Мне очень нравится ещё новелла «Сельский врач». Вот детям лучше начинать с неё. Попробуйте объяснить им, как это сделано. Вот у Ирки Лукьяновой была замечательная работа о принципах кошмара, абсурда у Кафки. Грех, конечно, рекламировать жену, но иногда немного можно. О чём там речь? О том, что у Кафки преувеличены болезненно раздутые детали и спрятано главное — так всегда бывает в кошмаре. Мне кажется, «Сельский врач» — это очень показательный кафкианский кошмар. Я вам очень рекомендую этот рассказ, если вы его ещё не читали.

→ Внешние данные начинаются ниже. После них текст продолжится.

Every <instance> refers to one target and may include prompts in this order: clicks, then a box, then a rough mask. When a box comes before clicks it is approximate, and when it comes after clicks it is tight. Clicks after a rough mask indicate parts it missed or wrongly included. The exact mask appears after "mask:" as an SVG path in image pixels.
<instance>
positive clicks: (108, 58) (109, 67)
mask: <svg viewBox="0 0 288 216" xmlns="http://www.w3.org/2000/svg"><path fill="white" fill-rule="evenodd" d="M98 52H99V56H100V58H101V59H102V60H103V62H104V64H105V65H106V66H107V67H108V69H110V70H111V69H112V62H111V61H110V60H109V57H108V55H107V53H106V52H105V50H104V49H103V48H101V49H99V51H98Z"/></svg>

«Могли бы Вы порекомендовать слушателям „Джельсомино в Стране лгунов“ Родари?» Да, я вообще очень люблю, надо сказать, Джанни Родари. Мне кажется, это талантливый автор. Я люблю и «Голубую Стрелу» очень.

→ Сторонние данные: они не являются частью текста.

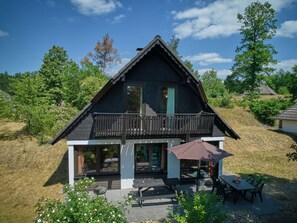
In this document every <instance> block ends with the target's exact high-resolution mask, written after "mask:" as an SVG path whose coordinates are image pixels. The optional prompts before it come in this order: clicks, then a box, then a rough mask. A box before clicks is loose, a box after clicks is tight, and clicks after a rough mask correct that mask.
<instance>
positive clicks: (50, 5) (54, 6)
mask: <svg viewBox="0 0 297 223" xmlns="http://www.w3.org/2000/svg"><path fill="white" fill-rule="evenodd" d="M46 4H47V5H48V6H50V7H55V6H56V2H55V1H53V0H48V1H46Z"/></svg>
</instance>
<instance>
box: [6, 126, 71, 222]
mask: <svg viewBox="0 0 297 223" xmlns="http://www.w3.org/2000/svg"><path fill="white" fill-rule="evenodd" d="M0 126H1V127H0V152H1V153H0V154H1V155H0V177H1V183H0V201H1V205H0V222H7V223H8V222H13V223H18V222H20V223H24V222H32V220H33V218H34V214H35V208H34V206H35V204H36V203H37V201H38V199H39V198H41V197H53V198H60V197H61V193H60V192H61V189H62V183H65V181H66V178H65V176H67V172H66V171H67V168H66V165H67V162H66V160H63V158H65V157H64V154H65V152H66V145H65V142H62V143H60V144H57V145H56V146H54V147H51V146H38V143H37V141H36V140H35V139H34V138H31V137H28V136H26V134H24V133H23V127H24V125H23V124H22V123H12V122H5V121H2V120H1V121H0ZM61 164H62V166H61ZM63 165H64V166H63Z"/></svg>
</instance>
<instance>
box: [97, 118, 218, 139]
mask: <svg viewBox="0 0 297 223" xmlns="http://www.w3.org/2000/svg"><path fill="white" fill-rule="evenodd" d="M93 118H94V125H93V133H94V137H95V138H121V139H122V143H123V144H125V141H126V139H135V138H137V139H139V138H169V137H173V138H175V137H177V138H184V139H186V140H187V139H189V137H194V136H206V135H211V134H212V130H213V123H214V118H215V114H213V113H199V114H175V115H166V114H158V115H155V116H146V115H143V114H127V113H125V114H110V113H104V114H103V113H94V114H93Z"/></svg>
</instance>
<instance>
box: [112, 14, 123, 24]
mask: <svg viewBox="0 0 297 223" xmlns="http://www.w3.org/2000/svg"><path fill="white" fill-rule="evenodd" d="M125 17H126V16H125V15H124V14H120V15H118V16H115V17H114V18H113V21H112V23H120V22H121V21H122V20H123V19H124V18H125Z"/></svg>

«Есть несколько версий понимания того, откуда пошёл стыд по отношению к своему обнажённому телу. Какая вам ближе?» Не знаю. Я испытываю не то чтобы стыд… Понимаете, как бы это сказать? Я был несколько раз на нудистских пляжах. Неприятное зрелище. Боюсь, что это чисто эстетические вещи.
«Расскажите о „ЖД“. Почему эта книга не получила должного внимания у современников?» Ну, как не получила? Она получила самое большое внимание из всего, что я написал (кроме «Квартала», конечно). Её перевели на пять языков, её очень многие прочли, она вызвала дружную ненависть, несколько людей её сожгли или выбросили из окон. Куда уж больше?